Health refers to the complete state of physical, social, and mental well-being and not merely the absence of disease or infirmity.27  This definition from the World Health Organization has not been modified since its official adoption in 1948. Thus, good health is more than just being injury or disease free but also means having a sense of serenity and emotional well-being. Many times, health is focused solely on the physical aspect. For student–athletes, the most visible providers of health care are athletic trainers and strength and conditioning coaches. Athletic trainers are often on the sidelines during competition, providing medical services to student–athletes, and may be on the field after an injury occurs. The efforts of strength and conditioning coaches can be seen as student–athletes' bodies are transformed from the high school physique to that of an elite athlete participating at a higher level of competition. Student–athletes must invest time and energy in physically developing their bodies to achieve performance excellence.28  However, health care involves more than just physical care; emotional and spiritual well-being must also be taken into consideration. The symptoms of emotional distress and low self-esteem that may be related to an eating disorder may not be as visible as a sprained ankle, but they are still important aspects of the overall health of female student–athletes.

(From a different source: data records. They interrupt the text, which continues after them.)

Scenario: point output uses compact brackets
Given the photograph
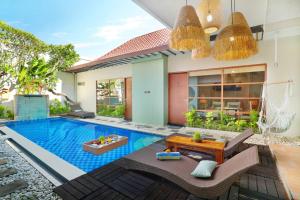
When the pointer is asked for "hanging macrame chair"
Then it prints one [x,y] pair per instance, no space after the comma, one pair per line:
[275,118]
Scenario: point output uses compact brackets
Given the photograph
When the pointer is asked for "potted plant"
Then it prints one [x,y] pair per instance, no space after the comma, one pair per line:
[197,136]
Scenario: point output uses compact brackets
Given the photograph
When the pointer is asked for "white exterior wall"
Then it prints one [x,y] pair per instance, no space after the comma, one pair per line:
[86,94]
[288,69]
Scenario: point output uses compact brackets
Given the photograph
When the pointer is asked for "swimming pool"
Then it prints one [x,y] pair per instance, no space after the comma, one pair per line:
[64,138]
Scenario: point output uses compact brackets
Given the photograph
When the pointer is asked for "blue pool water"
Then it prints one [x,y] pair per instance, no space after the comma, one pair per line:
[64,138]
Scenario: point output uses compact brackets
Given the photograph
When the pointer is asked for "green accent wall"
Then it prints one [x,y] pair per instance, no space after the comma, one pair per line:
[150,90]
[28,107]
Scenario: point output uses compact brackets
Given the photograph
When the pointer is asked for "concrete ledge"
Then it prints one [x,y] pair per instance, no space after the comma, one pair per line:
[59,165]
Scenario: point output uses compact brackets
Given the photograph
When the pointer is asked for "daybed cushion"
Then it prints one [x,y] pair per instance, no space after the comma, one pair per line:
[204,169]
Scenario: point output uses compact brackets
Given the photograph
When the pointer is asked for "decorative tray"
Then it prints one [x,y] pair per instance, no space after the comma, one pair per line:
[108,143]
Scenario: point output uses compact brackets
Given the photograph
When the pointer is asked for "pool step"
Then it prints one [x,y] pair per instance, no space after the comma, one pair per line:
[7,172]
[3,161]
[12,187]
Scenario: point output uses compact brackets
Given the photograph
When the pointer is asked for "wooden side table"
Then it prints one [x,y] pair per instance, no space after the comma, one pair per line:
[177,142]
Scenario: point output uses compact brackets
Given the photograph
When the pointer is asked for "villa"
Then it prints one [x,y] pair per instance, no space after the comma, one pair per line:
[181,93]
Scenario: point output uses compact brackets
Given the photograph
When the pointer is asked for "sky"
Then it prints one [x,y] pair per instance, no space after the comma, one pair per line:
[94,27]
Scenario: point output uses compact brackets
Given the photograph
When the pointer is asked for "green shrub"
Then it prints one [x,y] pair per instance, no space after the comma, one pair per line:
[192,119]
[197,136]
[6,113]
[254,115]
[119,111]
[209,120]
[56,107]
[240,124]
[225,122]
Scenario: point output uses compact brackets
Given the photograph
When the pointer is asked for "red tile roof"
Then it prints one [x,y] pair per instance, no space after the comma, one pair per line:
[141,45]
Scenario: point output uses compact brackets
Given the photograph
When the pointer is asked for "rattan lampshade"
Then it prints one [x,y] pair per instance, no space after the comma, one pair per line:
[187,33]
[235,41]
[203,51]
[212,8]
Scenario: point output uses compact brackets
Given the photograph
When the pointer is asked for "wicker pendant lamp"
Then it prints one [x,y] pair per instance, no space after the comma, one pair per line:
[187,33]
[204,50]
[236,40]
[209,12]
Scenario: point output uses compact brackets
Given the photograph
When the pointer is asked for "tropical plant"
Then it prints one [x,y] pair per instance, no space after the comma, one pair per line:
[253,118]
[209,119]
[30,65]
[240,124]
[56,107]
[119,111]
[197,136]
[192,119]
[6,113]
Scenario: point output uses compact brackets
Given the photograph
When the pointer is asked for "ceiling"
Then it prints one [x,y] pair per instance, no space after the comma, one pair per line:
[267,12]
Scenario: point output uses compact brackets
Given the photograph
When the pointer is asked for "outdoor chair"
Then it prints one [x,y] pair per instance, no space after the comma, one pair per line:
[179,171]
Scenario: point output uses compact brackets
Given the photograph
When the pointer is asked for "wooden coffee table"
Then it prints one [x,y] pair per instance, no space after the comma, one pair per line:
[184,142]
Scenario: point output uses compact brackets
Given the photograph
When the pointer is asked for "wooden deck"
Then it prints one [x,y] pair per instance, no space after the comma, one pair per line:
[114,182]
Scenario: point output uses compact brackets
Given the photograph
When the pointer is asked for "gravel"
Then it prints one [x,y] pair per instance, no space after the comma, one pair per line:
[39,187]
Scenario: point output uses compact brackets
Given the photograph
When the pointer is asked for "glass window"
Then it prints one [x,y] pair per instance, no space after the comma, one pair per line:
[234,90]
[110,97]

Female student–athletes face the same emotional issues as other students (depression, anxiety, addiction, and self-doubt), but they also experience concerns about body image.29  It is important to have trained professionals in place to identify these concerns and provide appropriate counseling and support services.9  Although few female student-athletes will be diagnosed with a clinical eating disorder, health care professionals who work with them must be properly trained to recognize the signs and symptoms that may lead to an eating disorder.1  Athletic trainers are a unique group of professionals who have the opportunity to identify such behaviors, but previous research30  suggests that only 33% believe they can identify a student–athlete with an eating disorder and only 50% believe they can offer effective support. Thus, screening for the susceptibility to develop an eating disorder is vital, so that prevention strategies can be implemented.1  It is also important to assess susceptibility to eating disorders, which are associated with mood and anxiety disorders, including depression and suicidal thoughts. An eating disorder may be just one of many psychological or emotional concerns a student–athlete may be facing.

To date, few authors have addressed the role of competition level in the susceptibility to eating disorders. Future investigators may want to examine the relationship of specific sports with susceptibility to eating disorders. More research also needs to be performed on eating-disorder prevention programs and treatment resources. It is important to find out about the effectiveness of the programs currently in place and whether that differs at each competition level's schools. It is also important to find out student–athletes' awareness of education and counseling programs and the resources offered by schools at each competition level. We looked specifically at female collegiate athletes, but it is also necessary to study the relationship among self-esteem, body image, and competition level in male collegiate athletes to identify the appropriate prevention programs for these athletes that will help protect them from developing an eating disorder. This knowledge will help build our awareness of the needs of all athletes, which in turn will help protect the physical and emotional health of this group. Even though we found a low susceptibility to eating disorders among female collegiate athletes, early screening tools, education, and referral networks are critical to safeguarding the health and well-being of student–athletes.